What James feels toward his father internally is less hatred than a secret reverence and a great disappointment at his father's lack of acknowledgement of his talents and capabilities. Mr. Ramsay does not praise his children, indeed seems to have nothing to say to them unless it is a form of of punishment or displeasure with some aspect of their behavior. James recognizes this as a form of tyranny and urges his sister Cam to fight with him against his father's silent domination of them.

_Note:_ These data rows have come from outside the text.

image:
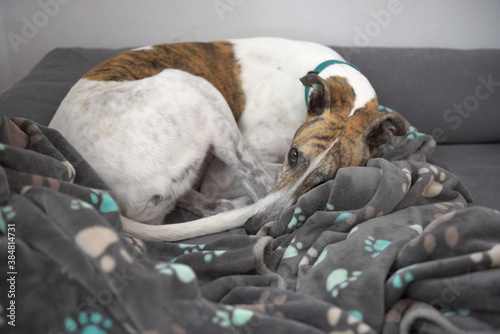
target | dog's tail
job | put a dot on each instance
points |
(192, 229)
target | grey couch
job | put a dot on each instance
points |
(372, 251)
(453, 95)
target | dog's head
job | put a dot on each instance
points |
(343, 128)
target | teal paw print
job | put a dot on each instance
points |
(297, 219)
(85, 324)
(222, 318)
(103, 201)
(375, 246)
(190, 248)
(6, 213)
(340, 279)
(293, 249)
(77, 204)
(184, 273)
(400, 279)
(232, 316)
(209, 255)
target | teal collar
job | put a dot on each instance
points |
(321, 67)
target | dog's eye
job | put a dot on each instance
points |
(293, 155)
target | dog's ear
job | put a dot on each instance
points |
(380, 130)
(317, 98)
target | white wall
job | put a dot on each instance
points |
(32, 28)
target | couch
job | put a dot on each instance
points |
(376, 258)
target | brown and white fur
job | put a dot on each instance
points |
(146, 119)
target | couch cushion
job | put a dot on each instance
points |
(453, 95)
(477, 165)
(39, 94)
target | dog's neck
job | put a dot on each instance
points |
(363, 90)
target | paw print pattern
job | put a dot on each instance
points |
(103, 201)
(297, 220)
(85, 324)
(434, 186)
(340, 279)
(188, 248)
(95, 240)
(293, 249)
(6, 213)
(77, 204)
(184, 273)
(402, 277)
(222, 319)
(209, 255)
(232, 316)
(375, 246)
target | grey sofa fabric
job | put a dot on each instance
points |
(453, 95)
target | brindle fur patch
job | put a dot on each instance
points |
(337, 133)
(214, 61)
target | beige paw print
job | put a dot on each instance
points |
(95, 240)
(434, 187)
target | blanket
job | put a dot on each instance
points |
(392, 247)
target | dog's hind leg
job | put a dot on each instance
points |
(204, 206)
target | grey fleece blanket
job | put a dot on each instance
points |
(391, 247)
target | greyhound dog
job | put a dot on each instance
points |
(146, 119)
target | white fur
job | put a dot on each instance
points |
(136, 133)
(275, 106)
(362, 87)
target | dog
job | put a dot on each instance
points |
(146, 120)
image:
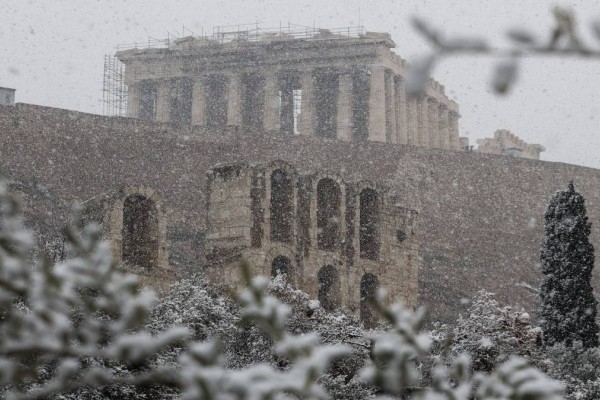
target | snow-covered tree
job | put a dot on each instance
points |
(79, 329)
(568, 305)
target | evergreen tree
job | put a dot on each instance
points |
(568, 303)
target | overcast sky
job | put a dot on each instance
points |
(53, 51)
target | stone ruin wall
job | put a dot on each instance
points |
(242, 225)
(507, 143)
(349, 88)
(480, 216)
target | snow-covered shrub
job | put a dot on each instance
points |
(61, 325)
(78, 330)
(490, 334)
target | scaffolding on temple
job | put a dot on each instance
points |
(114, 91)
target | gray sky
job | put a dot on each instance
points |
(53, 51)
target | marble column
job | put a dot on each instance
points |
(377, 131)
(401, 110)
(133, 100)
(422, 122)
(163, 102)
(453, 117)
(390, 108)
(433, 110)
(271, 110)
(444, 127)
(199, 102)
(234, 100)
(344, 107)
(307, 104)
(412, 121)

This tension between hatred and reverence, resignation and resistance is something James struggles with greatly after his mother's passing and comes to its most fervent peak during the family's boat trip to the Lighthouse near the end of the book. It is here where James has the realization that he is not separate from his father but inextricably linked to him. The two share an unspoken internal struggle of loneliness and disappointment and James can no more distinguish himself from his father in the same way that Mr. Ramsay, in a moment of great joy for James, comes to the same silent realization and praises his son for the first time.
James' relationship with his father, paticularly this breakthrough toward the end of the novel, represents a struggle for identity, the tension between identifying oneself on the basis of what one is not ("a tyrant") and following the mold of one's parents in the quest to build a life of one's own.
The motif here centers around the role of communication or rather the lack of communication between son and father. In the larger picture throughout the work, we get a sense of the internal monologues of many of the characters, but the ability to communicate their feelings, which often take on contradictory aspects, is troublesome. We get a glimpse of the love they share for one another at the conclusion of the dinner scene, but otherwise there appears to be a siloing of feelings. Mrs. Ramsay cannot tell her husband that she loves him. Mr. Ramsay can only hint at his need for reassurance, which his wife has noticed to pick up on. Lily's outlet for her feelings she tries and many times fails to communicate through her paintings. This moment of concluding praise of James by his father is one of genuine feeling expressed, of direct communication.
As I came upon this episode with James and Mr. Ramsay, I was immediately reminded of a scene from the well-known film by Ingmar Bergman, Through a Glass Darkly. Though it has no bearing on Woolf's work or on this analysis, it merits mentioning for the similarity in the relationship difficulties between father and son we find in To the Lighthhouse.
The plot centers around a young woman who is mentally ill and slowly losing her sanity. Her father is a man very much like Mr. Ramsay: A writer, a man of words, aloof from his children, immersed in his work, undergoing an existential crisis while his family falls apart around him.
The young woman's brother Minus, around the same age as James, is caught up in this turmoil and deeply wishes his father would talk to him and recognize his own talents as a writer. At the end of the film, there is a scene with a very similar motif as the one I've described abaove in To the Lighthouse. Minus' father finally speaks to him, acknowledges him as his son, and Minus echoes James in his joy ("Papa spoke to me!").